Unfortunately for Oliver, Australia did not take kindly to a privately owned principality being created in its neighbourhood and pressured Tonga, being the closest country to Minerva, to act.
On June 21, 1972, King Tupou IV led an expeditionary force to invade the Principality of Minerva. Without an army or navy to call on, the king recruited a five-man convict work detail to undertake the invasion and, to add gravitas to the expedition; a four-piece brass band played the Tongan national anthem from on-board the royal yacht Olovaba. The king then personally led his force ashore once the tide was out. After tearing down the Minervan flag, he read aloud a proclamation of sovereignty. The reef now belonged to the Kingdom of Tonga.

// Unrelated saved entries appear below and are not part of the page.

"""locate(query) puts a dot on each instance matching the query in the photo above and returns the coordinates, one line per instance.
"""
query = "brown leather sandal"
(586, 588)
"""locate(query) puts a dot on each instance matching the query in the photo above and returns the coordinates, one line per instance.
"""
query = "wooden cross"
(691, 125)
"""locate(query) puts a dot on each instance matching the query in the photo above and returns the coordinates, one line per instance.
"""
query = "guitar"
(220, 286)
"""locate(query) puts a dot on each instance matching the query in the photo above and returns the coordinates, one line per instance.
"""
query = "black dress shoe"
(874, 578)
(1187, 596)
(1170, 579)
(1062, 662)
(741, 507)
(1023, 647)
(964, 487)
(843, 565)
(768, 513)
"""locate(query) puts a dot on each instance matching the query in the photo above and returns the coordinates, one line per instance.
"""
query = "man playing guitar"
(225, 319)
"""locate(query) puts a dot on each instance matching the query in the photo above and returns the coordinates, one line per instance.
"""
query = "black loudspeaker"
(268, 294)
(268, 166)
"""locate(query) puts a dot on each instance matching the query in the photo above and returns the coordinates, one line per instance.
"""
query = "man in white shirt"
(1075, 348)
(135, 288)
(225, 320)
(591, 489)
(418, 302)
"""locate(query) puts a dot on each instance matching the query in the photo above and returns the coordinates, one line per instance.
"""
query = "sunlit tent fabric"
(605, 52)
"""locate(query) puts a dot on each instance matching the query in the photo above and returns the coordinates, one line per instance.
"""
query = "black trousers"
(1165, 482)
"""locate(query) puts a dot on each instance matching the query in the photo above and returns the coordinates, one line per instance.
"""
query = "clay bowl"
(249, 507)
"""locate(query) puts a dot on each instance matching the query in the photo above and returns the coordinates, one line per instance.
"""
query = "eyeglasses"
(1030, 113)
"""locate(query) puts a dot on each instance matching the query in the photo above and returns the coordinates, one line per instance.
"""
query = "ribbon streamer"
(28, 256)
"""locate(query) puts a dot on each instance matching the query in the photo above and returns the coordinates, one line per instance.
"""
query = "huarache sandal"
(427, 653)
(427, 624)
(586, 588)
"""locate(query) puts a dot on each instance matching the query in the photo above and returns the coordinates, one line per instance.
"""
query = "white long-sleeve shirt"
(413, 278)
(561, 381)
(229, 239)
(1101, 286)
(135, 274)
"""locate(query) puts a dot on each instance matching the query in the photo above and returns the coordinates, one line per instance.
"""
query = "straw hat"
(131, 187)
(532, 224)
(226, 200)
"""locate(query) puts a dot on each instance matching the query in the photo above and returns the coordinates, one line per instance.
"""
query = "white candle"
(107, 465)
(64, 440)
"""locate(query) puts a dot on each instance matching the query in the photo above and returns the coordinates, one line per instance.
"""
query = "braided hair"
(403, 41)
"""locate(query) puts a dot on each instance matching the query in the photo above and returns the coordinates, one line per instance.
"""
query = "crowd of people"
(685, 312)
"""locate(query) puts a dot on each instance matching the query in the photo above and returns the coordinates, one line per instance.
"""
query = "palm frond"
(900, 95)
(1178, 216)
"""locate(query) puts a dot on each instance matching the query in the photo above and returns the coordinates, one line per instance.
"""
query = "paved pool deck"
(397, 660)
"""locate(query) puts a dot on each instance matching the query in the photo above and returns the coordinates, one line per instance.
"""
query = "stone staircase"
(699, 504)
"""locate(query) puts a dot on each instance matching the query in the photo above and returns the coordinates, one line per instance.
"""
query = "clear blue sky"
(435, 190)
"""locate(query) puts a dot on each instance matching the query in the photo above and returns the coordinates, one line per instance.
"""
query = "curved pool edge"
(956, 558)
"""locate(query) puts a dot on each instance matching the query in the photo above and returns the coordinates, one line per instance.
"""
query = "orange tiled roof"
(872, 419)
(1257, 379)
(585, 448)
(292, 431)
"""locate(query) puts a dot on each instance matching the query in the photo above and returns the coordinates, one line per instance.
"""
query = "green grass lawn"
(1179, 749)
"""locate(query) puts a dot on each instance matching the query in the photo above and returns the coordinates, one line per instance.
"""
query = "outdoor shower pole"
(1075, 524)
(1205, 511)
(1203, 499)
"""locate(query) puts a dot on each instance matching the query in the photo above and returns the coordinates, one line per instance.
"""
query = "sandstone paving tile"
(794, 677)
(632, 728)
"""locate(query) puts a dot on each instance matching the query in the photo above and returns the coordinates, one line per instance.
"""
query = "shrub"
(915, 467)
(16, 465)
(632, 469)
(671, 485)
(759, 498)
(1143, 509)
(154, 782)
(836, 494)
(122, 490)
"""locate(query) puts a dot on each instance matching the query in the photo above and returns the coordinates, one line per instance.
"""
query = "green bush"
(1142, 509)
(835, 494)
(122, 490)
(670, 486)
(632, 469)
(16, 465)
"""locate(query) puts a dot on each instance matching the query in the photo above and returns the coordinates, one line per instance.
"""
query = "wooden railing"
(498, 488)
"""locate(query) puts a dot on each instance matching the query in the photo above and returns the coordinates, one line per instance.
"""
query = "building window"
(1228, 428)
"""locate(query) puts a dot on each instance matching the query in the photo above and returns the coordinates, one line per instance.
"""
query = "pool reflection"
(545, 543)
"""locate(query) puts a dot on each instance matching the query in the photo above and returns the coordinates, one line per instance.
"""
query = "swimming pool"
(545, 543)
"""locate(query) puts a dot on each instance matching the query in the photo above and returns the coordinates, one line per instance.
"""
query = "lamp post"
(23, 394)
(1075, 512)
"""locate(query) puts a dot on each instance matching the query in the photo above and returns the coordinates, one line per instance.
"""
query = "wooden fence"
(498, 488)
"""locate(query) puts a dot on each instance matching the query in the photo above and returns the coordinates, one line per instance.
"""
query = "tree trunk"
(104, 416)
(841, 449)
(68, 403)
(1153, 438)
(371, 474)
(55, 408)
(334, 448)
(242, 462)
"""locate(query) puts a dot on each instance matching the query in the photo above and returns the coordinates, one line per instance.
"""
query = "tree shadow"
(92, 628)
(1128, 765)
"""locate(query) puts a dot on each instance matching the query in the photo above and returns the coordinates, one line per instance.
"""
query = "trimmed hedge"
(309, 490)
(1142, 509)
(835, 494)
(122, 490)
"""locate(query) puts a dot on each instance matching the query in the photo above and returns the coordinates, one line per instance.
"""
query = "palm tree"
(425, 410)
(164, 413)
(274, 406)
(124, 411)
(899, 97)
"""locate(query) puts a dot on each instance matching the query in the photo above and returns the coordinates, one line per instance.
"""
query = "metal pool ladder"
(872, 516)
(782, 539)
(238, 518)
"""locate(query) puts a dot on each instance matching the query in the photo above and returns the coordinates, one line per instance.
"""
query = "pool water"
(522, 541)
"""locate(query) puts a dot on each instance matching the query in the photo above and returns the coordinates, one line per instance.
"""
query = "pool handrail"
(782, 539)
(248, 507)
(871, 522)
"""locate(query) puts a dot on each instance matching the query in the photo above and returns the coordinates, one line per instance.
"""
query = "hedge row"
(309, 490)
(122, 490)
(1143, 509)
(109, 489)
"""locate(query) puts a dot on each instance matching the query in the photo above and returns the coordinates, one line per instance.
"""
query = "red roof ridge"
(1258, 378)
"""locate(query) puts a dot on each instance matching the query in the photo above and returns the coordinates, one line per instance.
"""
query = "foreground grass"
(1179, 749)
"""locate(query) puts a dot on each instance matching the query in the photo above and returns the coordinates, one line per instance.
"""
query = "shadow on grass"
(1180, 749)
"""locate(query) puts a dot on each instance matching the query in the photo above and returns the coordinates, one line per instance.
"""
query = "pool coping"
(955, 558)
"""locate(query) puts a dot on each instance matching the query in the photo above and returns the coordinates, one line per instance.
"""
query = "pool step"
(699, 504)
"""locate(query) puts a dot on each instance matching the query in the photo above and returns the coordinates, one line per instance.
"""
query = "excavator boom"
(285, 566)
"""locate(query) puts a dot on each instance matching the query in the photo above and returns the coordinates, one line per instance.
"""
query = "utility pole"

When the king was back on board the royal yacht, his work detail was left to dismantle the stone tower, which had been erected by Oliver. What up until now had been a bloodless war turned nasty, as a fight broke out between two of the convicts, and one was killed. So, while the Principality of Minerva never had a live population, it was left with a single gravesite, which was all that remained of the shortest and smallest war in the history of the world, and even that grave soon disappeared, as did the Principality of Minerva when successive storms washed away its artificial islands.
Thanks for this.
It is a hoot, isn’t it?
Pity more Neo-Libertarians (David Leyonhjelm, Paul Rand etc) don’t cast their gaze beyond the Karman Line for their future abodes. I – and I’m sure millions of others – would contribute generously to their one-way tickets.
I’d kick the tin.
Hell no! There is enough space junk in low earth orbit already. We don’t need the decaying (orbit – see what I did there?) remains of their nonsense as well.
I recently heard (read?) someone describe Libertarians as like house cats: fiercely independent while being completely dependent on others. A pack of loons.
I first heard about the Tonga thing in a book called Hot Money and the Politics of Debt by a Canadian academic named RT Naylor. I picked it up in a second hand book store, read few pages and and promptly forked over the $6 or so they wanted for it. Highly recommended as a primer on the history of corruption, money laundering and international politics as well as being laugh out loud funny. Its a bit old now but you still hear names he mentions in the news today.
I’ll have to add that book to my bedside stack. I could use a laugh.